Quantifying Data Contamination in Psychometric Evaluations of LLMs
Jongwook Han, Woojung Song, Jonggeun Lee, Yohan Jo
TL;DR
The paper investigates the reliability of psychometric evaluations when applied to Large Language Models (LLMs) by examining data contamination from training exposure. It introduces a framework that quantifies contamination across three facets—item memorization, evaluation memorization, and target score matching—and applies it to 21 models across four inventories (BFI-44, PVQ-40, MFQ, SD-3). The study provides systematic evidence that LLMs not only memorize inventory items and scoring rules but can also manipulate responses to achieve target scores, with stronger contamination observed in the PVQ-40 and BFI-44 inventories and with larger model sizes.
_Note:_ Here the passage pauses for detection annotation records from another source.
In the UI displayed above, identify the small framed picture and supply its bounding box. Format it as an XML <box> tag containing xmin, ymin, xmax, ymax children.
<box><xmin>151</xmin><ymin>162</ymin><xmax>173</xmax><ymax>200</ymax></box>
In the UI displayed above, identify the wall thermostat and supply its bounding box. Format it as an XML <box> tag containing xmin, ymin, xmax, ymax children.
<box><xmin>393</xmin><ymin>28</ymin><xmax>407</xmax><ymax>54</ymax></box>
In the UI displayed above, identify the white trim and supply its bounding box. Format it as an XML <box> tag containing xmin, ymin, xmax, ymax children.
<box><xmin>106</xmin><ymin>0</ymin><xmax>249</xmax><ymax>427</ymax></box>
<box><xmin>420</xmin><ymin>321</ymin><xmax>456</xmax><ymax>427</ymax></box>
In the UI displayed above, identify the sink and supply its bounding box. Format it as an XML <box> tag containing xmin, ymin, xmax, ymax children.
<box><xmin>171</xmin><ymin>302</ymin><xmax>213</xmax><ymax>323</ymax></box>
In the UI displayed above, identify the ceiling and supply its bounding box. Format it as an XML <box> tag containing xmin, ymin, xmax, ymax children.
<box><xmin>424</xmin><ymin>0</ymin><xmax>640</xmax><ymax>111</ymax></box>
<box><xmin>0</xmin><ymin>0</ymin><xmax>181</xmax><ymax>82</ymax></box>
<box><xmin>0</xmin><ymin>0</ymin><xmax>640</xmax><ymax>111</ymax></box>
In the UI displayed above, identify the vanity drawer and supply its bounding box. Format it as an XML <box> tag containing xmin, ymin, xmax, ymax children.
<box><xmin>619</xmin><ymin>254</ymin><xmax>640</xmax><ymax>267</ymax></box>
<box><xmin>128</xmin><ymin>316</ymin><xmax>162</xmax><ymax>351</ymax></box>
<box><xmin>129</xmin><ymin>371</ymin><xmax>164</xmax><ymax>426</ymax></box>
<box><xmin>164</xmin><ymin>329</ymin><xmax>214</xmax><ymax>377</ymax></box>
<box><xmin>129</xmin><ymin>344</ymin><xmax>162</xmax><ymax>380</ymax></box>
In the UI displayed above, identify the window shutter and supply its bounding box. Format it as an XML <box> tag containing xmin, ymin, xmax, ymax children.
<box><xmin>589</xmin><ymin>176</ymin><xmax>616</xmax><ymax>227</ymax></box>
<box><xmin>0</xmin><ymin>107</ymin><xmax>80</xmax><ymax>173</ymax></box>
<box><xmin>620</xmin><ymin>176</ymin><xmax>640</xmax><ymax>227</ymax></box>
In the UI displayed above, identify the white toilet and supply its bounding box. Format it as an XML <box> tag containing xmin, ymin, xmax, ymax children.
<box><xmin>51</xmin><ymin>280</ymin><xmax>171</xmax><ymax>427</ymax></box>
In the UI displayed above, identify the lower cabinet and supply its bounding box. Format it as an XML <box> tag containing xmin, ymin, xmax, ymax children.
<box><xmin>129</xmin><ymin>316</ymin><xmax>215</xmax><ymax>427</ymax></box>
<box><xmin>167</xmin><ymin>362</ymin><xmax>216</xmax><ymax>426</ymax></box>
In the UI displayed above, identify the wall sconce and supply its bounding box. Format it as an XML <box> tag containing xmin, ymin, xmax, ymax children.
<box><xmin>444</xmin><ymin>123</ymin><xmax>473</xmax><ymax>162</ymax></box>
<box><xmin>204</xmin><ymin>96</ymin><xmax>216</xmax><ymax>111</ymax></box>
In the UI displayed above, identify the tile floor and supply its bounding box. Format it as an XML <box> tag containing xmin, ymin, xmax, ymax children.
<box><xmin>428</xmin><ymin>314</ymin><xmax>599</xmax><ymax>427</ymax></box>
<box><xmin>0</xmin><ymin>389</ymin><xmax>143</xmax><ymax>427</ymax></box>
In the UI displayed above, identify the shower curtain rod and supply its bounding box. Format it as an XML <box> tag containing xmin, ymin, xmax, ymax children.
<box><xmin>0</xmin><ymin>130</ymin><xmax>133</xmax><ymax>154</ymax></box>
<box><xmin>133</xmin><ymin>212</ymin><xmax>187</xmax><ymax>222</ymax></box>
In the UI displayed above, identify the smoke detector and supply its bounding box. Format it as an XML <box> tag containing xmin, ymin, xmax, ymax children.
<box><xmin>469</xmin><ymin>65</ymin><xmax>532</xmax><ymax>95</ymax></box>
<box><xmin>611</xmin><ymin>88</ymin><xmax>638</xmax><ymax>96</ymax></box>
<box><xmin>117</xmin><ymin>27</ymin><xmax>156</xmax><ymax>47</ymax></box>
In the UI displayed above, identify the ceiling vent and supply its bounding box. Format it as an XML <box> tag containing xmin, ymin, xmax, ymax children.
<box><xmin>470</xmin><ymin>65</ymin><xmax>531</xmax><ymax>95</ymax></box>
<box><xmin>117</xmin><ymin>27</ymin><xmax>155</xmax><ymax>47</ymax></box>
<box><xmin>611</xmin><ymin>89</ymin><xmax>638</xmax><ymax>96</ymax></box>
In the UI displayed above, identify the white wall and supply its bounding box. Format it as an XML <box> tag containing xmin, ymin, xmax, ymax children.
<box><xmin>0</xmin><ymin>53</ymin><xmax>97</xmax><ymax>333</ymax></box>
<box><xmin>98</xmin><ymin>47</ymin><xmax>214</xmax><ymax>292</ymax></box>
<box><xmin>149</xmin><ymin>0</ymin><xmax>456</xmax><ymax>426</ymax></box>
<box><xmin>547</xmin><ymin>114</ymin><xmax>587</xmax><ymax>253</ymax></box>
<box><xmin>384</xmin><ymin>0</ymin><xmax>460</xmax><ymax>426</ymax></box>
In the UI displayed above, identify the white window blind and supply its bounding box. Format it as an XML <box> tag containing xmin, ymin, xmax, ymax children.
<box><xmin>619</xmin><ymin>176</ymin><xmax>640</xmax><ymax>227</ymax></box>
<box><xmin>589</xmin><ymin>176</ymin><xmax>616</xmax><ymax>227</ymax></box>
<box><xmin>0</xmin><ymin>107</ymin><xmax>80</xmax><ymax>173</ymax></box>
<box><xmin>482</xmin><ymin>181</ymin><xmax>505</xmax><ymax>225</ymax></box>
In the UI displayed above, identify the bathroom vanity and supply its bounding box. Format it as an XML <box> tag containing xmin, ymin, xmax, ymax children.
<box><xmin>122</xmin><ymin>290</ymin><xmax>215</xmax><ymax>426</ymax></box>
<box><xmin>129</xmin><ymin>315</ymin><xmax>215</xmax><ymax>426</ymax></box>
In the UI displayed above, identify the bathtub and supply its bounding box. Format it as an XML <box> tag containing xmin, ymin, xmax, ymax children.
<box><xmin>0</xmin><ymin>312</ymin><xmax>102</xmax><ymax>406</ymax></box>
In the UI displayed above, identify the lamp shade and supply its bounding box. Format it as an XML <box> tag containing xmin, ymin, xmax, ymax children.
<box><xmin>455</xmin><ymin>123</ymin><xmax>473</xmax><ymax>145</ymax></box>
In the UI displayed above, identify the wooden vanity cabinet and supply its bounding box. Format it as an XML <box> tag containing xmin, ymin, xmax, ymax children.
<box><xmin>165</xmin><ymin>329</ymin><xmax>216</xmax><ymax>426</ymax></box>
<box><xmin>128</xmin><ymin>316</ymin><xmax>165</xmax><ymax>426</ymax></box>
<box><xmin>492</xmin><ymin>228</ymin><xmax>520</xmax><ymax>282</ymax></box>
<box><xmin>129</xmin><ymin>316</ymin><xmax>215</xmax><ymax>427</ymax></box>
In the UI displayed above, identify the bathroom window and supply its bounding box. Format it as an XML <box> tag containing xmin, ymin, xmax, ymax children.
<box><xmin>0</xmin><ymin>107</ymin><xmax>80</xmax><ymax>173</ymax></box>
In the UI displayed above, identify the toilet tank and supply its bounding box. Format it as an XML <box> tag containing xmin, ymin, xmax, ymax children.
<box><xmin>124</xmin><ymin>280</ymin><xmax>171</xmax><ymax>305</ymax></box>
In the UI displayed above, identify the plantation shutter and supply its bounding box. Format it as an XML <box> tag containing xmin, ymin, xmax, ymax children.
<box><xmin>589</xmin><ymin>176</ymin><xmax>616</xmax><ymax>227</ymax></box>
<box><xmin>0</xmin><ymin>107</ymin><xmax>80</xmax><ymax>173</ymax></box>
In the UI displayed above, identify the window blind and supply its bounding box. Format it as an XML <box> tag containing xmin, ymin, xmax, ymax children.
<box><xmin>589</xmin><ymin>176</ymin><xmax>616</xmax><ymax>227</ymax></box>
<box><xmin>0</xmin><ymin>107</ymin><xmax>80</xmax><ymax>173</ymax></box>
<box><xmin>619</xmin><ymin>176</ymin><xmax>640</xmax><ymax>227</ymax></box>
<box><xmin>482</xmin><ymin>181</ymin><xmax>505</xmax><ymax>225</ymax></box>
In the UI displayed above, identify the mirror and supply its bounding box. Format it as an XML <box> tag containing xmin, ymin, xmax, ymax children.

These findings underscore the need for contamination-aware evaluation protocols and have significant implications for interpreting psychometric assessments of LLMs and for the design of future benchmarking in computational psychology. $AED$, $F1$, and $MAE$ metrics are used to quantify verbatim memorization, item-dimension mapping accuracy, and target-score manipulation across inventories and models.
Abstract
Recent studies apply psychometric questionnaires to Large Language Models (LLMs) to assess high-level psychological constructs such as values, personality, moral foundations, and dark traits. Although prior work has raised concerns about possible data contamination from psychometric inventories, which may threaten the reliability of such evaluations, there has been no systematic attempt to quantify the extent of this contamination. To address this gap, we propose a framework to systematically measure data contamination in psychometric evaluations of LLMs, evaluating three aspects: (1) item memorization, (2) evaluation memorization, and (3) target score matching. Applying this framework to 21 models from major families and four widely used psychometric inventories, we provide evidence that popular inventories such as the Big Five Inventory (BFI-44) and Portrait Values Questionnaire (PVQ-40) exhibit strong contamination, where models not only memorize items but can also adjust their responses to achieve specific target scores.